In the rapidly evolving landscape of low-altitude economies, the proliferation of small UAV drones equipped with cameras has revolutionized applications ranging from daily life documentation and agricultural monitoring to security patrols and military reconnaissance. Particularly in scenarios such as disaster zone surveillance, dense urban area personnel tracking, and battlefield intelligence gathering, UAV drone surveillance technology provides a critical means for large-scale video and image acquisition. However, a persistent challenge remains: how can UAV drones accurately perceive their surroundings during flight to achieve effective obstacle avoidance? To prevent mid-air collisions, target detection technology based on the UAV drone perspective has emerged as a hot research topic. This technology, through the detection and precise model identification of target UAV drones, offers robust support for maintaining low-altitude safety and economic order.

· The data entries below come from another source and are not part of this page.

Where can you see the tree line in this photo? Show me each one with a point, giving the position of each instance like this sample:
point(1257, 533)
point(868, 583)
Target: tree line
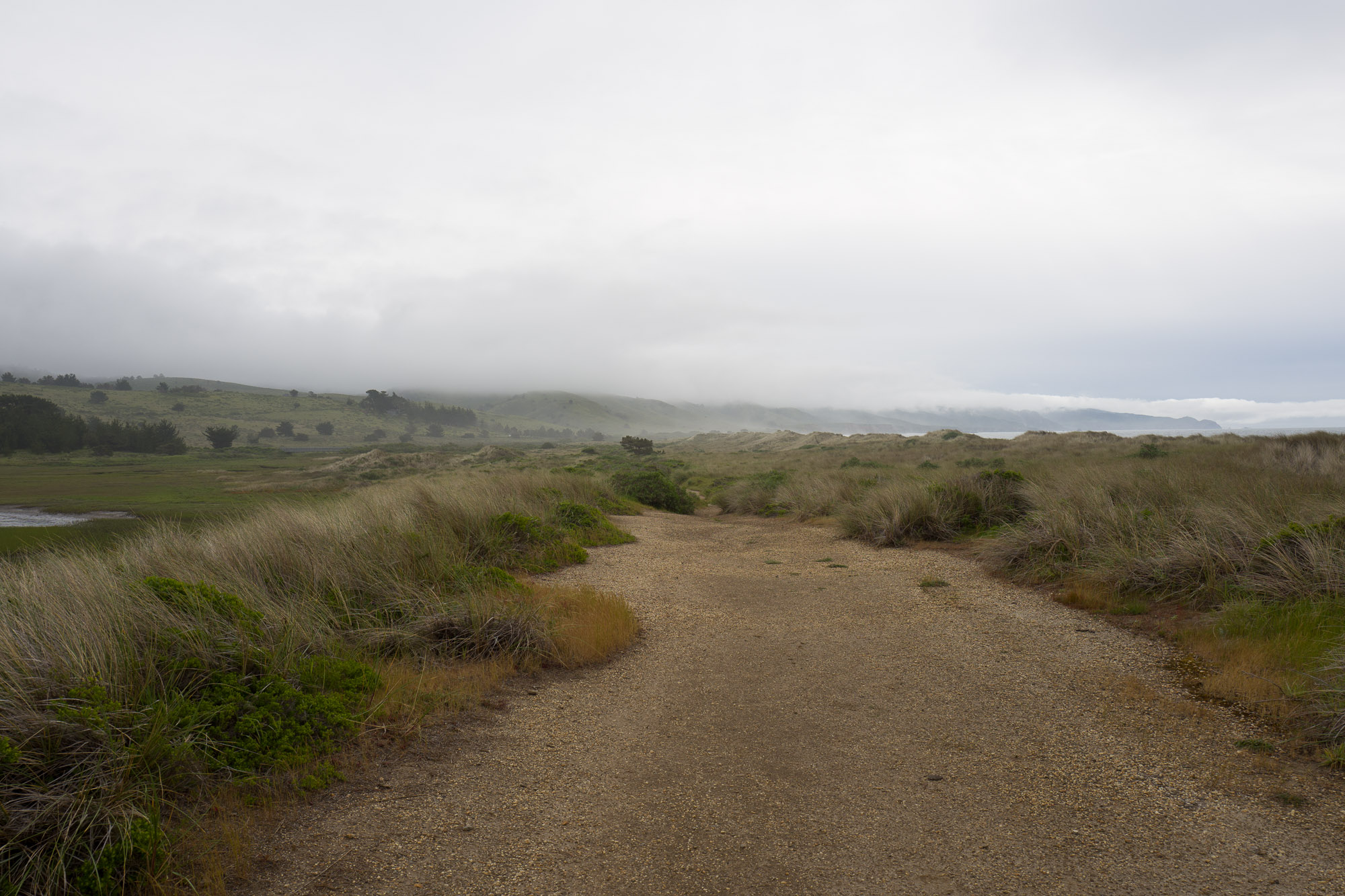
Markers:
point(29, 423)
point(393, 405)
point(67, 380)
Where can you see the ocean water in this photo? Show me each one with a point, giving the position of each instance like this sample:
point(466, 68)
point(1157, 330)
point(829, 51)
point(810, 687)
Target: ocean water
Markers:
point(1137, 434)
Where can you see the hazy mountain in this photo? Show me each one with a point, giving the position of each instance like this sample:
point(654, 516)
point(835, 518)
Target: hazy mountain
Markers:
point(621, 415)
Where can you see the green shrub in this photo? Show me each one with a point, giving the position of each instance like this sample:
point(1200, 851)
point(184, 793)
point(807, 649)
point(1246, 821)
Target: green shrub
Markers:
point(653, 487)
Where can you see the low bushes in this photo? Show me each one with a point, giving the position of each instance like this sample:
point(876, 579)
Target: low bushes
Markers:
point(1247, 529)
point(137, 681)
point(654, 487)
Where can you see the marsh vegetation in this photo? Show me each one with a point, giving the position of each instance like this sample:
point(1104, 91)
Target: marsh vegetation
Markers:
point(146, 680)
point(1233, 546)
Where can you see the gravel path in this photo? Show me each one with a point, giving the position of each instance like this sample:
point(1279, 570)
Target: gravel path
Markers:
point(829, 727)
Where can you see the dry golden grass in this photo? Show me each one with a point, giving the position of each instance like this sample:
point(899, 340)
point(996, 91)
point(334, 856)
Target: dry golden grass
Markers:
point(590, 624)
point(404, 577)
point(1238, 528)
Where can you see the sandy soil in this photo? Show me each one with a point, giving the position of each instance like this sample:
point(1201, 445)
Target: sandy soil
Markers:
point(800, 727)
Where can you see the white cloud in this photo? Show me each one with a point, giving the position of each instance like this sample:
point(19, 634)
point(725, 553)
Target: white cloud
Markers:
point(863, 204)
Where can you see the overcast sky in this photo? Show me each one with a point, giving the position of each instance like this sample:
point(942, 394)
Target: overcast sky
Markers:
point(1036, 204)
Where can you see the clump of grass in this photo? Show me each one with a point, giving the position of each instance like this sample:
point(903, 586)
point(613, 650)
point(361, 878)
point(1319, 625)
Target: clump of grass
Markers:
point(134, 681)
point(1332, 756)
point(905, 512)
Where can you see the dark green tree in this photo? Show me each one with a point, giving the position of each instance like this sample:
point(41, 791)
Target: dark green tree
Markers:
point(638, 446)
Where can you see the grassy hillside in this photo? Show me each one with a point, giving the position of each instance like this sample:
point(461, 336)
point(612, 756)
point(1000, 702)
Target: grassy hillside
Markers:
point(249, 411)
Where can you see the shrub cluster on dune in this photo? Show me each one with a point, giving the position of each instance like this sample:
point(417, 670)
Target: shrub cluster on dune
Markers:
point(135, 681)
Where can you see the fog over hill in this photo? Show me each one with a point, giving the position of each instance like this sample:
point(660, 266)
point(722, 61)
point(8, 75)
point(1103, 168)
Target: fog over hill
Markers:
point(621, 415)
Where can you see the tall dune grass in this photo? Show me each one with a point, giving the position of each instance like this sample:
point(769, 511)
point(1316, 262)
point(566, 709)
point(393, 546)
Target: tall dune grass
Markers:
point(134, 680)
point(1223, 524)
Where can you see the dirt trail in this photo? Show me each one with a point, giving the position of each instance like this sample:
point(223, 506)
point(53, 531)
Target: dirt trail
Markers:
point(798, 727)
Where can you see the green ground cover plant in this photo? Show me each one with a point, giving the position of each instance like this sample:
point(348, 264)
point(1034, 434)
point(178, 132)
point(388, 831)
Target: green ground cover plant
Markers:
point(139, 682)
point(1247, 536)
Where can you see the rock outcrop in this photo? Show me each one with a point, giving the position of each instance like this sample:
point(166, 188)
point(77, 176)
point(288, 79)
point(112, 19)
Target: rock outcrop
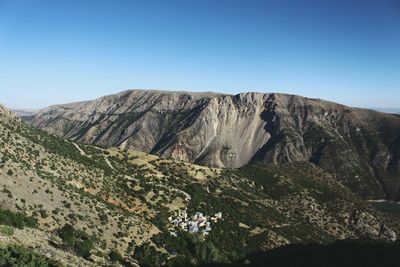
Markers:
point(360, 147)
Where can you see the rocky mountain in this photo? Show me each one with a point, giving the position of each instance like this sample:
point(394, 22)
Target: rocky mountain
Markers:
point(72, 204)
point(25, 112)
point(360, 147)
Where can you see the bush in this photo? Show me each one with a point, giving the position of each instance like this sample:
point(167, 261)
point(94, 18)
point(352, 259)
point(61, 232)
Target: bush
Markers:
point(16, 219)
point(78, 241)
point(6, 230)
point(19, 256)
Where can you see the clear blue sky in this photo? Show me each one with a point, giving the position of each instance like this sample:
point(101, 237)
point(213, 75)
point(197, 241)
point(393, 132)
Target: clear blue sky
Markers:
point(54, 51)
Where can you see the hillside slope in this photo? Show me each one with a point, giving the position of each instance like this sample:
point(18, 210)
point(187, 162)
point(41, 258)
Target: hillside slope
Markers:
point(122, 204)
point(360, 147)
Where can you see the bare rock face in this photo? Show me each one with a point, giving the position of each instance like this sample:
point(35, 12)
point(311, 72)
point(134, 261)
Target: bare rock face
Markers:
point(5, 112)
point(360, 147)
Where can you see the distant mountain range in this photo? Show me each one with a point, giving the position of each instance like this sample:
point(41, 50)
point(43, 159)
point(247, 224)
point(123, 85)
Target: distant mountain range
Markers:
point(360, 147)
point(25, 112)
point(388, 110)
point(65, 203)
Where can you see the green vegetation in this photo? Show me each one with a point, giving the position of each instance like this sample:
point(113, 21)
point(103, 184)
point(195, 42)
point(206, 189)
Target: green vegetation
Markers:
point(78, 241)
point(16, 219)
point(18, 256)
point(6, 230)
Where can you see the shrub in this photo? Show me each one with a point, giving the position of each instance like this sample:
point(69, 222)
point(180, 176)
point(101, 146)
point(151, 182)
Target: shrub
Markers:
point(6, 230)
point(16, 219)
point(78, 241)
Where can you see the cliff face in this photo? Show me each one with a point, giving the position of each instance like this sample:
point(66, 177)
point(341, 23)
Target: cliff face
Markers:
point(360, 147)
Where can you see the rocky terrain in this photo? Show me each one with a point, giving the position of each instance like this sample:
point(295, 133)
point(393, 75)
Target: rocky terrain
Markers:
point(73, 204)
point(361, 148)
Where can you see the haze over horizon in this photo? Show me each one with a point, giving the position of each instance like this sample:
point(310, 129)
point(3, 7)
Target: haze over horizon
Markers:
point(56, 52)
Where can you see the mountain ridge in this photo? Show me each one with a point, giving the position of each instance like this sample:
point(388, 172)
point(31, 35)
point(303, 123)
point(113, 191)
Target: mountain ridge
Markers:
point(359, 146)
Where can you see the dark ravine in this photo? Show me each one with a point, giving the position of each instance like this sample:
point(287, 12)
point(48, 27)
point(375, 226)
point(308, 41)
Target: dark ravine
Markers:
point(360, 147)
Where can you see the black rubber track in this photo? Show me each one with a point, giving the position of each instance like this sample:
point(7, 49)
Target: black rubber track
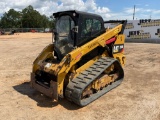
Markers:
point(76, 87)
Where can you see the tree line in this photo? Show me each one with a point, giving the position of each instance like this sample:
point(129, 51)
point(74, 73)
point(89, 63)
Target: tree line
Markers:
point(27, 18)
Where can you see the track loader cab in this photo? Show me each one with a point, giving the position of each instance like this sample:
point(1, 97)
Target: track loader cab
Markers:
point(84, 61)
point(74, 29)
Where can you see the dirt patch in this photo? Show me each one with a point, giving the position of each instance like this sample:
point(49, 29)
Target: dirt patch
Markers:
point(138, 97)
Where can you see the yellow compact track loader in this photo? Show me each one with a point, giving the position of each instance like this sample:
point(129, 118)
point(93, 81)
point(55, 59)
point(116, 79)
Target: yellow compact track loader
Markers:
point(84, 61)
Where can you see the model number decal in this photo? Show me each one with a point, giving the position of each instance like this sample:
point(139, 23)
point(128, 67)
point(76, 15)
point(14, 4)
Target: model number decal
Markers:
point(118, 48)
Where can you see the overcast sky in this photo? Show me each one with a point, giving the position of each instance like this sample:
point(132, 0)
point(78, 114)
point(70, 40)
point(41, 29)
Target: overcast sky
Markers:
point(108, 9)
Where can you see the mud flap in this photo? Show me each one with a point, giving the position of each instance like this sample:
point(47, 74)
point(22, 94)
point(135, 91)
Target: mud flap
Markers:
point(48, 91)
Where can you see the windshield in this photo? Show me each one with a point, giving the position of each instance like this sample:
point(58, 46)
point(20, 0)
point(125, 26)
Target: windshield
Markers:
point(64, 35)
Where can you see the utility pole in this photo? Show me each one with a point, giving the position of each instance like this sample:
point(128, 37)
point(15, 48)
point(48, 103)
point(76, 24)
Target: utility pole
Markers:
point(134, 11)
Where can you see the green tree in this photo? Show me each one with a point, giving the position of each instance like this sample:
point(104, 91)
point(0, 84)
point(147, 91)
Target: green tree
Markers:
point(27, 18)
point(11, 19)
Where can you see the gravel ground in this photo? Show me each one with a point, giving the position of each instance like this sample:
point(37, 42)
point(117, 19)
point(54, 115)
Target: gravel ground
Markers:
point(137, 98)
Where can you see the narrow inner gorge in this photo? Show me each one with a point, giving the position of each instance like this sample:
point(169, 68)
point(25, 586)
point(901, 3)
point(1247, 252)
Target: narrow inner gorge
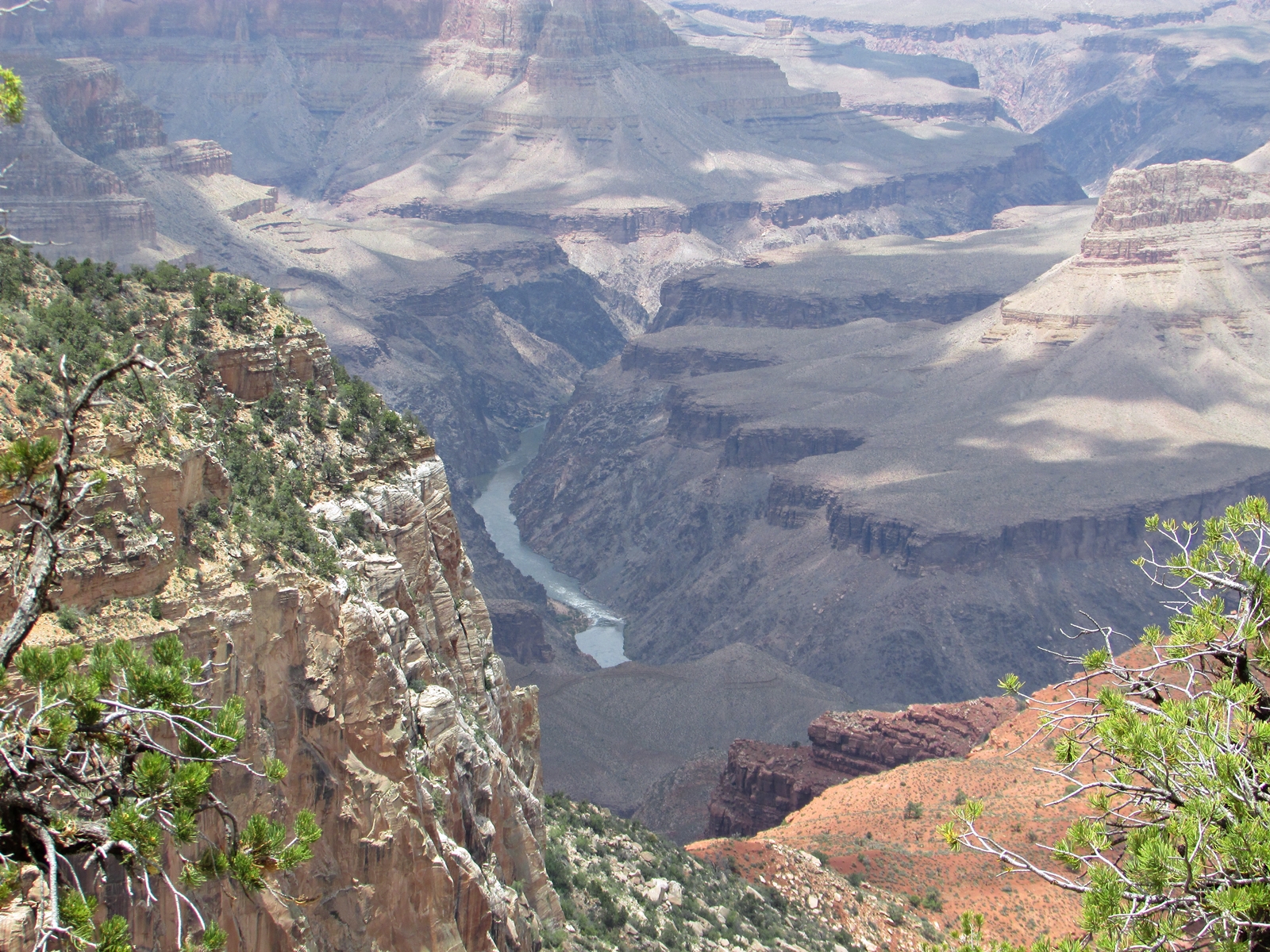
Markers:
point(605, 639)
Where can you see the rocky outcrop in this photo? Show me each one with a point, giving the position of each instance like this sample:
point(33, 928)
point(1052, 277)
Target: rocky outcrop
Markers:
point(518, 632)
point(79, 113)
point(379, 685)
point(765, 782)
point(984, 480)
point(869, 742)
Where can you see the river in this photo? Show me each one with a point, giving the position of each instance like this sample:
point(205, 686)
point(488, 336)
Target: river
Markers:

Currently, numerous studies have focused on UAV drone target detection. In terms of detection algorithms, methods based on convolutional neural networks have become mainstream and achieved remarkable success across various domains. Yet, their performance in UAV drone-specific scenarios still requires enhancement. Existing target detection algorithms are primarily divided into two-stage and single-stage detectors. Two-stage algorithms, such as R-CNN and Faster R-CNN, first generate region proposals and then perform fine regression and classification on these proposals. While offering high detection accuracy, they suffer from relatively slow inference speeds. Single-stage algorithms, like the YOLO series, SSD, and RetinaNet, predict targets directly in an end-to-end manner, boasting faster detection speeds but often at a slight cost to precision. YOLOv13, as the latest iteration in the YOLO series, maintains high detection accuracy while offering lightweight advantages, making it suitable for efficient real-time target detection tasks on UAV drone platforms. Therefore, this study concentrates on UAV drone target detection algorithms based on YOLOv13.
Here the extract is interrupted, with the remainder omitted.